Bitte verbessern wenn mein Verständnis falsch ist.

Gruß
Chris


----------



## HisN (6. Juli 2018)

Die Kohle bezahlst Du für den extra FPGA Chip, der verbaut ist.


UHD-Monitore mit 144 Hz: Neues G-Sync-Modul treibt Preise in die Hohe - ComputerBase


----------



## DasBorgkollektiv (6. Juli 2018)

Ganz schön kleinteilig.
Das einzige, was ich sagen kann, ist: Wenn die Grafikkarte 59 fps ausspuckt, hat der Monitor auch 59 Hz. Bei 72 fps sind es 72 Hz. Der Monitor passt sich quasi an die Bildausgabe der Grafikkarte an.


----------



## Gurdi (6. Juli 2018)

Nein!
Du hast nie das Bild früher, das Bild wird länger angezeigt wenn du Vsync nutzen würdest, daher der erhöhte Inputlag.

Bei Gsync wird die Bildausgabe an die Bilderstellung angepasst und quasi direkt ausgegeben. Das Tearing wird verhindert indem die Wiederholfrequenz des Monitors angepasst wird, also in der regel verlangsamt. Gsync verlangsamt also deine Bildwiederholfrequenz damit die Frames passend ausgegeben werden!

Der Kaufgrund ist deine Sache, willst du immer 144Hz und stört dich tearing nicht?
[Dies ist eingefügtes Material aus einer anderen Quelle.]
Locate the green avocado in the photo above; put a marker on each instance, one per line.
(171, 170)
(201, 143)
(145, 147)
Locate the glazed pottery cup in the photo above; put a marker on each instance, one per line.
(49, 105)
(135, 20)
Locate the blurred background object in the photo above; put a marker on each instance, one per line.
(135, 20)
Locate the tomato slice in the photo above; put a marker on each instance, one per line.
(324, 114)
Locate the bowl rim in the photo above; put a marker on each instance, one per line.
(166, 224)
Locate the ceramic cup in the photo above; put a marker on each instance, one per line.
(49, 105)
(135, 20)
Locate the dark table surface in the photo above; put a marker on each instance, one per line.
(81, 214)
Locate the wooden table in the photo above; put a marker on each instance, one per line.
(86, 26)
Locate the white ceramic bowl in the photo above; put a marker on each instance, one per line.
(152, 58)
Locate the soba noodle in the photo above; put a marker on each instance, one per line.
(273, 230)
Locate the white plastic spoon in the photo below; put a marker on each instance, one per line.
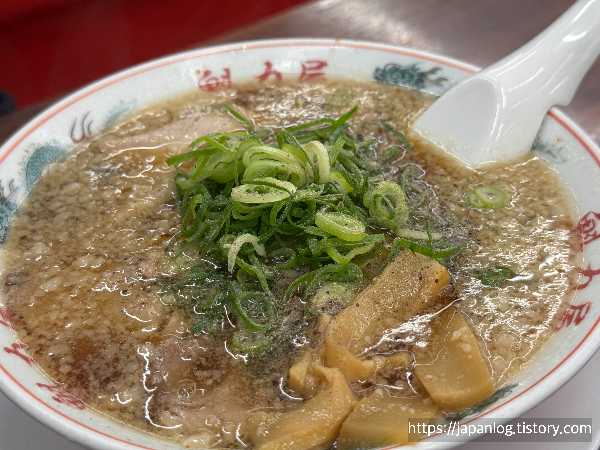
(495, 114)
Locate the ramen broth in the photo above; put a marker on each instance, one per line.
(89, 261)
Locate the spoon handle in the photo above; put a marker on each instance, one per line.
(548, 69)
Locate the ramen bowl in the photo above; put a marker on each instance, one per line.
(26, 156)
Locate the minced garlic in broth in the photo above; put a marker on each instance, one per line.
(87, 254)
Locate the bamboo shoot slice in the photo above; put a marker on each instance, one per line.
(453, 371)
(380, 421)
(405, 288)
(316, 422)
(353, 368)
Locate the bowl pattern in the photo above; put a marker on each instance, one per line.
(27, 155)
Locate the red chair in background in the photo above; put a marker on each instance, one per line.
(51, 47)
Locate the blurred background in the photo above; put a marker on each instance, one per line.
(49, 48)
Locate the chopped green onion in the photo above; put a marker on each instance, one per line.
(284, 264)
(340, 258)
(319, 158)
(392, 153)
(387, 200)
(237, 245)
(341, 225)
(262, 190)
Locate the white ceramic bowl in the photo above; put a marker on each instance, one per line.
(26, 155)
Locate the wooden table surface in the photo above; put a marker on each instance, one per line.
(476, 31)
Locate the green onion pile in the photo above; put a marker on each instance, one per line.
(306, 201)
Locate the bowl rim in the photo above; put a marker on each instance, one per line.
(80, 433)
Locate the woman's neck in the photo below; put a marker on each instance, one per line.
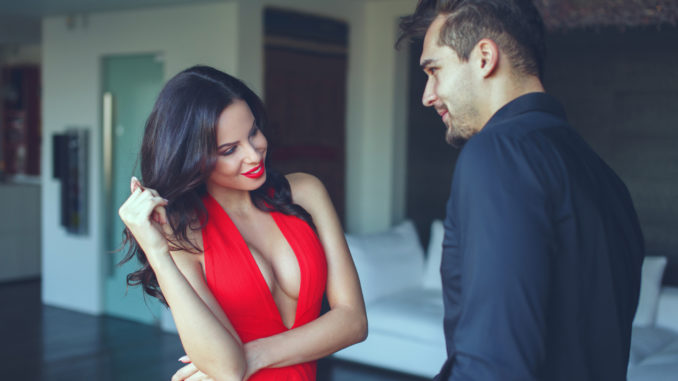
(234, 202)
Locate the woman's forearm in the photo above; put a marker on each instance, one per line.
(338, 328)
(211, 347)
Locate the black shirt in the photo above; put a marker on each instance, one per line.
(541, 256)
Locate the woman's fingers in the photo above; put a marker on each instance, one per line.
(185, 372)
(140, 207)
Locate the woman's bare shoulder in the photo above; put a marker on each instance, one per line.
(307, 191)
(190, 249)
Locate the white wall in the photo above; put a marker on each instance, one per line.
(72, 265)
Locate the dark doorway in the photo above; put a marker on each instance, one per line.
(305, 93)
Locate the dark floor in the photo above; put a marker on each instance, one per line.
(52, 344)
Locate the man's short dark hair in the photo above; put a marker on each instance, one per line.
(514, 25)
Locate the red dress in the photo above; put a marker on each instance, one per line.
(237, 283)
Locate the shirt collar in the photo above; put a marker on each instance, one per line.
(525, 103)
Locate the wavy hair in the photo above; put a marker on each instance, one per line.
(514, 25)
(179, 152)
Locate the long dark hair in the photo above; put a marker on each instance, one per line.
(178, 154)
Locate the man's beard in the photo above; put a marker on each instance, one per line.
(457, 136)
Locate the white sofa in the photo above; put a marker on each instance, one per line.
(403, 297)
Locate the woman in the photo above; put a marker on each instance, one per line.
(240, 254)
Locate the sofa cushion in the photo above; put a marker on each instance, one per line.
(387, 262)
(414, 313)
(653, 372)
(434, 255)
(647, 341)
(650, 285)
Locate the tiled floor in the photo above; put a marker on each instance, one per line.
(46, 343)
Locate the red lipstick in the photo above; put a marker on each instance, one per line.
(256, 172)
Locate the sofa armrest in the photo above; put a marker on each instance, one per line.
(667, 308)
(387, 262)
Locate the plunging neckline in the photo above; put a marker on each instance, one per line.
(261, 280)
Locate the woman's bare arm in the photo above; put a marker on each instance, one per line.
(207, 336)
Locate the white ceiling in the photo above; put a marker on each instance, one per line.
(20, 19)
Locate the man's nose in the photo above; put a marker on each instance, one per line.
(429, 97)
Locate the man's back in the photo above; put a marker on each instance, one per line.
(542, 253)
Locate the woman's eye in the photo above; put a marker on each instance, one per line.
(228, 151)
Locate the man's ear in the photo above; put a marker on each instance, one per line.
(487, 56)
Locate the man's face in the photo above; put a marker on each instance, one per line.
(449, 88)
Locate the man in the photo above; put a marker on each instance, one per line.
(542, 250)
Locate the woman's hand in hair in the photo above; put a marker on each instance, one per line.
(144, 215)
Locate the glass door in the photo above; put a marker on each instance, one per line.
(131, 84)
Dann kein Aufpreis wert.


----------



## NatokWa (6. Juli 2018)

Wie "DasBorgkollektiv" es sagt ist es größtenteils korrekt .

GSync arbeitet praktisch nach dem Prinzip das ein Bild das fertig ist IMMER ohne verzögerung  Quasi SOFORT angezeigt wird . Die einzige Einschränkung nach oben ist die Maximal-Frequenz des Monitors und NUR diese legt die Zeit fest die mindestens zwischen 2 Bildern vergehen muss . Bei einem hypotetischen 100Hz Bildschirm müsten also grundsätzlich immer 10ms von Bild zu Bild vergehen , darüber kann und darf dieser Wert schwanken wie er will , das ist völlig egal da jedes Bild gerade DANN angezeigt wird wenn es fertig ist und nicht wie bei V-Sync dann wenn der "Feste" Abstand abgelaufen ist und damit unter umständen wie in deinem 59Hz@60Hz Vergleich ein Bild doppelt angezeigt wird weil das neue ne Millisekunde zu spät kam , sowas GIBT es mit G-Sync (Und Freesync innerhalb der Range) einfach nicht .
Der übliche Nachteil beim überschreiten der Hz Zahl mit den FPS ist das dann Bilder verworfen werden und es DADURCH zu Microrucklern kommen kann . Ein zusätzlichen aktivieren von V-Sync (Welches dann NUR an der Max-Frequenz greift und quasi Deckelt) oder Framelimitern verhindert dies sehr effizient .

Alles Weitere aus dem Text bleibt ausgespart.